Descriptive part
The Analysis, Data Processing and Business Application course is composed of three modules.
Because of the large amount of connected objects in our society, it is important to know how
efficiently collect and process data.
The first module concerns the Semantic Web in which
we got a glimpse of the importance of making search engines more ingenious to manage web data as finely as possible.
The second module, is about Big Data in which we had lectures and a project
on the big data approach and the use of the R programming language for statistical data processing.
The third module is about Software Engineering
for which we had an overview of project management tools and methods (Jira, Jenkins...) as well as an awareness of the Agile Scrum method.
In this page you will find all the information about the different modules and the practical work and projects realized.
I detail the tasks performed, for what purpose.
I also highlight the knowledge and skills acquired during each module.
Data processing and Analysis : Big Data
The Big Data module was new for me, but interesting. Indeed, during the lectures, I was able to be sensitized to
the importance of data processing, and ways to be able to analyze the data collected for different uses.
In order to put into practice the concepts introduced, we used the R language and its Rstudio interface.
R is a programming language and free software for statistics and data science.
Through tutorials, I was able to familiarize myself with the study of datasets, the different ways of selecting
desired data until their possible display on a graph.
You can found below an extract of the "msleep" dataset that we studied during the sessions.
A great particularity of the R is the iterative loops: they are only used very little, knowing that many libraries
offer functions that can carry out processing that one is used to doing with loops, especially in other script languages.
Software Engineering
The goal of this course (realized in autonomy) was to give us the main project management methods and tools
that are useful when we do software development. We were an overview of tools like Jenkins, Git, Jira but also,
we saw the Agile Scrum method. It allows us to use one or more methods for some projects of the year.
Indeed, for instance we were able to use the Jira software tool for the Service Oriented Architecture project.
It was interesting to use because thanks to this tool we could create user stories, defined the tasks for
each user story, their duration, who is in charge of each task but also the sprint planning.

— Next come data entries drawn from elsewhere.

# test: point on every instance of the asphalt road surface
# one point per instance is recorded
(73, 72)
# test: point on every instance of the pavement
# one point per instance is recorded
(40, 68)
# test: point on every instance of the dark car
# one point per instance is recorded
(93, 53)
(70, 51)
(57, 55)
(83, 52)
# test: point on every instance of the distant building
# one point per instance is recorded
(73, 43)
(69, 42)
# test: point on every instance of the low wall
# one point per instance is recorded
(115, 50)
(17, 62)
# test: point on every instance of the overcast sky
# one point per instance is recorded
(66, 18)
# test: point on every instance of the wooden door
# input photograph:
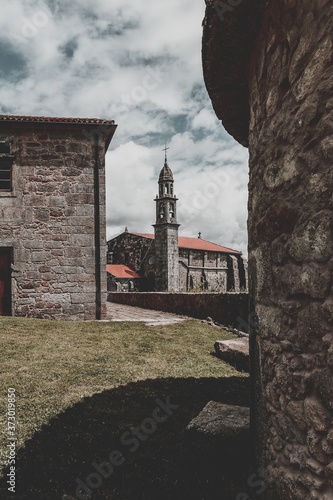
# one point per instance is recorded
(5, 282)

The main challenge was to appropriate the tool in a short period of time and apply this kind of tool to
a software project for the first time. It was a success for the SOA project because the scheduled planning was respected.
Technical part
Data processing and Analysis : R project
The most challenge of the Big Data module was the R project. Indeed, we had to select ourselves
a dataset to analyse. My partner and I decided to study the results of the wishes and admissions
on the Parcoursup platform of the graduates of the year 2019. It was interesting to have an overview
on the most requested fields or the results of assignments within the different study programmes
proposed in the Toulouse region for example.For some analyses, we cross-referenced 2019 data with 2018 data.
Datasets are available
here
and
here.
From my point of view, it was the opportunity for me to manipulate R in autonomy and to be free to choose the study case.
This project allows me to develop the good practices in terms of the selection of charts, the consistency of the displayed
data.
Moreover, it is important to have a critical look on the relevance of open source data. Sample plots of the data are
an important step when studying a dataset. Indeed, a person can draw conclusions on a graph that does not correspond to
what the author set. This point of vigilance allowed us to have a critical view on the exploitation of our dataset.
Below is our study report.
Web Semantic
In this course composed of two lecture and two labs, I was able to discover the semantic web and its importance today.
Indeed, it is necessary to be able to have machines that can efficiently interpret the requests of web users knowing
the multitude of data and users who regularly believe. In this perspective, I was able to be sensitized to the
representation of data with the descriptive language RDF which will allow to define structures thanks to the
"triplets" (subject + predicate + object).
In addition, I was able to discover and design ontologies (light and heavy), which are a formal, explicit specification
of a shared conceptualization.
Through the first laboratory I was able to design an ontology of the weather using the Protected software.
I created different classes, subclasses, properties and individuals to populate my ontology and then I used
a reasoner to deduce the links between individuals.
The second lab was to build a semantic-aware application. Indeed, we use our ontology to annotate an open data dataset, opened by the city of Aarhus in Denmark.
These data are collected from temperature sensors, and they are stored in CSV files, which is at 3 stars on the Linked Data hierarchy.
We needed to convert it to 5-star data by using the ontology of the first lab.
You can found our report below which describe the work realized.
Analytical part
All the courses in this UF had no direct links between them. All the concepts mentioned were mostly new to me,
having not followed the INSA’s IT and network field.
For “Software Engineering”, I already have experience with Git and the Agile method. This course was useful for
the projects of the year, particularly for our innovative project and the SOA project.
For the “Processing Semantic Data” skillset, I was able to absorb the notions of semantics that are important today
with the amount of information and data at the web level. The labs were particularly informative to deepen
the notion of ontology, very important for the semantic web.
For the “Data Processing and Analysis” class, I was really interested in learning the R language as
a new tool for data analysis. I think we did not have enough time to see the different ways to graphically
represent the desired data, but I have acquired the basic knowledge of the R language.